Eppure l’ondata di commozione per Elisabetta è forte e trasversale: proprio nulla da salvare della monarchia?
«Penso che un Paese abbia bisogno di una figura di riferimento. Dalla Regina però ci si aspettava che non avesse un’opinione su niente. Ma non è una cosa umana. È una scelta di convenienza. Questa donna nata nel privilegio, che probabilmente non si meritava, ha contribuito a portare avanti la monarchia, che è un’istituzione fondata sullo sfruttamento degli altri. Poi, certo, ci sono politici che in realtà sono uomini di spettacolo: come Berlusconi, che mi ha fatto ridere per anni, e Trump».
Quindi anche Carlo III secondo lei è destinato a non combinare nulla di buono?

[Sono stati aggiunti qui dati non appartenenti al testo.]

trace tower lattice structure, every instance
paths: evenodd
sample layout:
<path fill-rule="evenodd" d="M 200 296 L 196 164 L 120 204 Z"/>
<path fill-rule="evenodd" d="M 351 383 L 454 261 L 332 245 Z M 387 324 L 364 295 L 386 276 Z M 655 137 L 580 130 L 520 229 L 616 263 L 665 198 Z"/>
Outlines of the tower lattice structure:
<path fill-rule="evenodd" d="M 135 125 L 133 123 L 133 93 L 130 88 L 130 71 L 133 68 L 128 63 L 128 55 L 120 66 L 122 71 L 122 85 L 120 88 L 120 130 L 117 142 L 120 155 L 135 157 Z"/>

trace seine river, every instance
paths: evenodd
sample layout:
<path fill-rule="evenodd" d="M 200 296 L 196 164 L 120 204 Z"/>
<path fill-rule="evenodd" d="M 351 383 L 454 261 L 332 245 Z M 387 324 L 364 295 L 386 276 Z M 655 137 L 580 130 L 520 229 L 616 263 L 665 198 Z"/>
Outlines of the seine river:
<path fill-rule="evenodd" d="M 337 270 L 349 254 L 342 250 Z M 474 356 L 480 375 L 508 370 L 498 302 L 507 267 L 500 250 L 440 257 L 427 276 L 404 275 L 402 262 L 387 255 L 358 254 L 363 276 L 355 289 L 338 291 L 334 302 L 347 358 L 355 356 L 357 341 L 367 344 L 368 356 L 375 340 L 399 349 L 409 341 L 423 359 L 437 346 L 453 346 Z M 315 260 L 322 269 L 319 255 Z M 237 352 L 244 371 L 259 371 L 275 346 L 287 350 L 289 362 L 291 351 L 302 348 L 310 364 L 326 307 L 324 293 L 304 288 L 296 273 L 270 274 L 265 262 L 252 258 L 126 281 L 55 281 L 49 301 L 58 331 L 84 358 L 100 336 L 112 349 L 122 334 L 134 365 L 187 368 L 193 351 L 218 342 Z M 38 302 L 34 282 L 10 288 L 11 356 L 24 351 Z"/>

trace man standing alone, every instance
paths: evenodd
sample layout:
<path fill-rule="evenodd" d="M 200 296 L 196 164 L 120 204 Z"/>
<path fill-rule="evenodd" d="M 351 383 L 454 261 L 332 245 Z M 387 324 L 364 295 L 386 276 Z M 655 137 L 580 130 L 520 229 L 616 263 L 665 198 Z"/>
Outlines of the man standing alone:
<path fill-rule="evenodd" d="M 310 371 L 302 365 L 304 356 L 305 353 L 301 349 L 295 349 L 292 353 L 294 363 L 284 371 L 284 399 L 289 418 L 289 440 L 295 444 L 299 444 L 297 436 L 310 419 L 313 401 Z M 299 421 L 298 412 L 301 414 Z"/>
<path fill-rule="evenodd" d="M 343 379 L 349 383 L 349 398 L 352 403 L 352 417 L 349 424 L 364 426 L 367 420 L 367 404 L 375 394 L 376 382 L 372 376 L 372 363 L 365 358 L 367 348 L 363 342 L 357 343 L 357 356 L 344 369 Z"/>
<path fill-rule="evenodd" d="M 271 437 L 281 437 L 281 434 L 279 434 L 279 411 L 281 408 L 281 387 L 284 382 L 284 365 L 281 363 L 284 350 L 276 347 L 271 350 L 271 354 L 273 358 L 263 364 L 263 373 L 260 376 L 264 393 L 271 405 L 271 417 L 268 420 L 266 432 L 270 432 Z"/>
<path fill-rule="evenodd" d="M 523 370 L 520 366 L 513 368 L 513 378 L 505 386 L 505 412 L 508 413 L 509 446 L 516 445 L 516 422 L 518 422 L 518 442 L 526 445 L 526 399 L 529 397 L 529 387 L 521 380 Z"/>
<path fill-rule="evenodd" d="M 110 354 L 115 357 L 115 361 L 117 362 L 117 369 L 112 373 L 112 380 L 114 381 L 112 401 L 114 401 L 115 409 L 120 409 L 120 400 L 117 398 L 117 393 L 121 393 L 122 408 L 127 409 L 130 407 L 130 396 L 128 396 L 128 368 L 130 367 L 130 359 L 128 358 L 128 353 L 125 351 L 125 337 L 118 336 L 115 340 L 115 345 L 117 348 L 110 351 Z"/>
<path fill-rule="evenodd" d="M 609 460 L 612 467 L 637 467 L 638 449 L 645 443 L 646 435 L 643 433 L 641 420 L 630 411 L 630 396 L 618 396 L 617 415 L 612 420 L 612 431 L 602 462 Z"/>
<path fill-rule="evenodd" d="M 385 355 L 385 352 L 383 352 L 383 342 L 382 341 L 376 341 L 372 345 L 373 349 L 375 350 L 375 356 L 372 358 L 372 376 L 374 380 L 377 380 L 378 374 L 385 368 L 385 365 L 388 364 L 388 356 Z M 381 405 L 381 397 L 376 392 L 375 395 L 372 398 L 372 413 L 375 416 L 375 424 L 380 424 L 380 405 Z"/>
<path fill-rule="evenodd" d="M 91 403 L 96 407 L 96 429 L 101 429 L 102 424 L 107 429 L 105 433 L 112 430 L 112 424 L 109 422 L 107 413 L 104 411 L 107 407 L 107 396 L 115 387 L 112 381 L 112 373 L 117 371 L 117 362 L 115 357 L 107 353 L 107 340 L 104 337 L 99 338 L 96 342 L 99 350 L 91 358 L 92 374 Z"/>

«Ci sono stati re terribili, come Richard III, il cui corpo è stato trovato in un parcheggio a Leicester qualche anno fa. Hanno fatto dei test del Dna analizzando le sue ossa e si è scoperto che si trattava proprio di lui. Si cibava di carne bianca e aveva davvero la spina dorsale curva, come ha scritto Shakespeare. Aveva anche una lancia infilata nel retto, perché chi l’ha ucciso voleva umiliarlo. L’idea che sia la genetica a fare un buon re è una sciocchezza. Forse dovrei sussurrare questa cosa: ma guardiamo a Carlo, cosiddetto III…».
Lei ora vive in Olanda, anche lì c’è la monarchia. Meglio o peggio che in Inghilterra?
«Il problema è lo stesso: le probabilità di generare ogni volta un sovrano meritevole, in grado di governare un Paese, è praticamente impossibile. È per questo che l’America è partita così bene, ricominciando da zero. Ma poi ha cercato di creare re artificiali, fino ad arrivare a Trump. Credo sia per questo che Game of Thrones abbia così tanto successo: gli Americani vogliono fare giochi di potere, ma senza una vera famiglia reale».
«I Misteri del giardino di Compton House» usciva nel 1982: Carlo e Diana erano sposati da un anno, nasceva il principe William. Nel film c’è una ricca signora che ingaggia un pittore per riscrivere la sua verità: crede ancora che siano sempre i privilegiati a scrivere la storia?
«È sempre così. La questione centrale è dove si posiziona l’artista. Cerca di farsi un nome e allo stesso tempo ha bisogno di guadagnare soldi. Faccio soprattutto film su persone che disegnano, dipingono e creano immagini: è un modo di raccontare me stesso, perché è ciò che faccio anche io. Per me non c’è cosa più importante che essere un pittore. Fare un ritratto di noi stessi, della nostra civiltà, delle nostre idee è fondamentale. Abbiamo fatto dipinti per migliaia di anni: pensiamo alle pitture rupestri ritrovate nel sud della Francia. Il cinema invece esiste soltanto da duecento anni».